Fachkräftemangel und fehlende Strukturen im Sanitärgeschäft

Personal ist für viele Gebäudetechnik-Unternehmen ein Problem. Insbesondere bei kleinen, lokalen Anbietern geht dieser Mangel an Fachkräften oft mit schwach ausgeprägten Organisations-Strukturen einher. Eine klare Definition von Arbeitsprozessen, Aufgaben und Verantwortlichkeiten kann Abhilfe schaffen.

Über 100 Schweizer Unternehmen aus der Sanitär und Haustechnikbranche wurden in einer umfassenden Marktstudie zu ihrer Arbeit befragt. Als grösste Herausforderung gilt der Mangel an Fachpersonal. Das knappe Angebot auf dem Arbeitsmarkt trägt dazu bei, dass nicht ausreichend ausgebildete Mitarbeitende eingestellt werden. Dies verursacht kostspielige und zeitintensive Investitionen in deren Ausbildung. Zudem wird der Geschäftsführer oft stark operativ ins Tagesgeschäft eingebunden und muss so andere zentrale Tätigkeiten wie die Kundenakquise vernachlässigen. Steigende Lohnkosten verschärfen die Situation weiter.

Weniger Lernende bedingen stärkere Strukturierung

Die Ursache für das sinkende Angebot an qualifizierten Fachkräften findet sich vorwiegend im nachlassenden Interesse der Schulabgänger. Mit jedem Jahr wird es schwieriger potentielle Lernende zu finden, welche eine Laufbahn als Gebäudetechnikplaner oder Sanitärinstallateur in Betracht ziehen. Dieser Trend zeigt sich auch in anderen handwerklichen Berufen.

Schlechter ausgebildetes Personal bedarf einer stärkeren Führung und Anleitung. Gleichzeitig soll diese möglichst wenig Zeit von Geschäftsführer und Kader absorbieren.

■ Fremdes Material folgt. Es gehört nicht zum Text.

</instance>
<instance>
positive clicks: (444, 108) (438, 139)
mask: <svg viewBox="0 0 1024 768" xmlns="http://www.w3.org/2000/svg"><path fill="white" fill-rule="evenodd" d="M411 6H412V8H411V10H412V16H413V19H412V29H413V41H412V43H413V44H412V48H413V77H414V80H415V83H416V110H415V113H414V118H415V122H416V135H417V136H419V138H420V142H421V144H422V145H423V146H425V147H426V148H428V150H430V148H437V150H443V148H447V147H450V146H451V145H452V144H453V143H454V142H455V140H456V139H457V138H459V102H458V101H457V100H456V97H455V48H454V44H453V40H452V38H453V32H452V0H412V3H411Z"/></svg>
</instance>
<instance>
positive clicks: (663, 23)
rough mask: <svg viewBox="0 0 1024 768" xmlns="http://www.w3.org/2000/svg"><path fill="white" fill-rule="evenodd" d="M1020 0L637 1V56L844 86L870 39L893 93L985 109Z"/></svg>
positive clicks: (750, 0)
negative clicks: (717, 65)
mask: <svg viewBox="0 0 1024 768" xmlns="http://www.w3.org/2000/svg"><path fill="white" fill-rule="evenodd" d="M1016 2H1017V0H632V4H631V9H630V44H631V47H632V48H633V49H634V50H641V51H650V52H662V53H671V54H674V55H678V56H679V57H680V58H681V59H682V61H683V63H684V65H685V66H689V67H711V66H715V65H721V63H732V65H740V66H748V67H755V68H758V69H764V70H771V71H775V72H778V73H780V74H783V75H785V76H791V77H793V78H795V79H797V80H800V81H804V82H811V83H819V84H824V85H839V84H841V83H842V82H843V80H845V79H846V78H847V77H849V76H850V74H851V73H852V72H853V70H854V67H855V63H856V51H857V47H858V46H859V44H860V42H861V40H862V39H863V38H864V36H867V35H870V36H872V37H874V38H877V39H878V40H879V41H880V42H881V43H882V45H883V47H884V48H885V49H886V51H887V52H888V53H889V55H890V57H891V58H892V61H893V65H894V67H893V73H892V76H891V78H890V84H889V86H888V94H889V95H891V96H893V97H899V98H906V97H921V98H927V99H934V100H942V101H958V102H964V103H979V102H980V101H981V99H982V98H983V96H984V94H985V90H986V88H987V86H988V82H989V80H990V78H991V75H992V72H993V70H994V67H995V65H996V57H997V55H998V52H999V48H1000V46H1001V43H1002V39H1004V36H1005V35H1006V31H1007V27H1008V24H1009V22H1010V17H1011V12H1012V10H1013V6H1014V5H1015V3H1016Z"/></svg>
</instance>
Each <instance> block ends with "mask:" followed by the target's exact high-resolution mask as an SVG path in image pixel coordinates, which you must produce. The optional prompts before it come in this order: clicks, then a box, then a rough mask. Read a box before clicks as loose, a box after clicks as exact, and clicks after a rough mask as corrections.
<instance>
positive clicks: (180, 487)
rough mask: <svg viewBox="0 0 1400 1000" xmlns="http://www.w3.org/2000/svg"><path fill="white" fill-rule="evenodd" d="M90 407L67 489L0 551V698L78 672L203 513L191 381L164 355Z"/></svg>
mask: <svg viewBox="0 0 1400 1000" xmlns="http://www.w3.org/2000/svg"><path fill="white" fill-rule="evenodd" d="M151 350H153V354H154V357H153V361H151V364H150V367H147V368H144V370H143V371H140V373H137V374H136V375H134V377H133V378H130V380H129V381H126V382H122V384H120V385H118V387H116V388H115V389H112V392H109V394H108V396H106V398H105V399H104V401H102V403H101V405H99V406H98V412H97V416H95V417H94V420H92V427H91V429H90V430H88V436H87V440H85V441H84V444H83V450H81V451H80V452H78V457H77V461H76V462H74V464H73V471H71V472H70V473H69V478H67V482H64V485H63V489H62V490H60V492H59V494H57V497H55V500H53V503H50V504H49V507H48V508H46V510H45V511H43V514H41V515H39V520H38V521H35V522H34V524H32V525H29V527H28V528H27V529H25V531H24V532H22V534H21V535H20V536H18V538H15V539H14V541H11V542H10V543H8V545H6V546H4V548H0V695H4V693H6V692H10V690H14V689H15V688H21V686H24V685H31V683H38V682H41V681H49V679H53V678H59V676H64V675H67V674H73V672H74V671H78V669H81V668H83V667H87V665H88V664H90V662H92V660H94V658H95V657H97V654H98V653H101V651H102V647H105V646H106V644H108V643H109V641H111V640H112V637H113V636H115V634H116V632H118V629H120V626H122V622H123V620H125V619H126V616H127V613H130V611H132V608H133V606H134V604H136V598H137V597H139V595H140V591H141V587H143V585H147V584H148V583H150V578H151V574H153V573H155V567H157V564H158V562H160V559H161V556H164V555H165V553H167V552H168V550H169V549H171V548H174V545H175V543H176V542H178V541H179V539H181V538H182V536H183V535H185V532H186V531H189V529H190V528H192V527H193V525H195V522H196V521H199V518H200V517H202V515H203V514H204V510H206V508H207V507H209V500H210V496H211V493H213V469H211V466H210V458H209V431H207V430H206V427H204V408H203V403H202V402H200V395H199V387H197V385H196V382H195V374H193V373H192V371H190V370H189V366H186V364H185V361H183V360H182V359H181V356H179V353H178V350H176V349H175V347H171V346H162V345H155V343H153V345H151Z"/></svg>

Gelöst werden kann dieser gordische Knoten über die Definition von klaren Arbeitsprozessen, Verantwortlichkeiten und Kompetenzen. Eine Fortsetzung dieses Gedankens ist die interne Aus- und Weiterbildung des Personals. Durch ein strukturiertes Training direkt an der Arbeit können fehlende Kompetenzen schrittweise gefördert werden, was mittelfristig eine Entlastung des Geschäftsführers ermöglicht. Für eine Standortbestimmung zur aktuellen Situation sowie der Erarbeitung von Prozessdokumentationen und Ausbildungsprogrammen empfiehlt es sich auf Experten zurückzugreifen.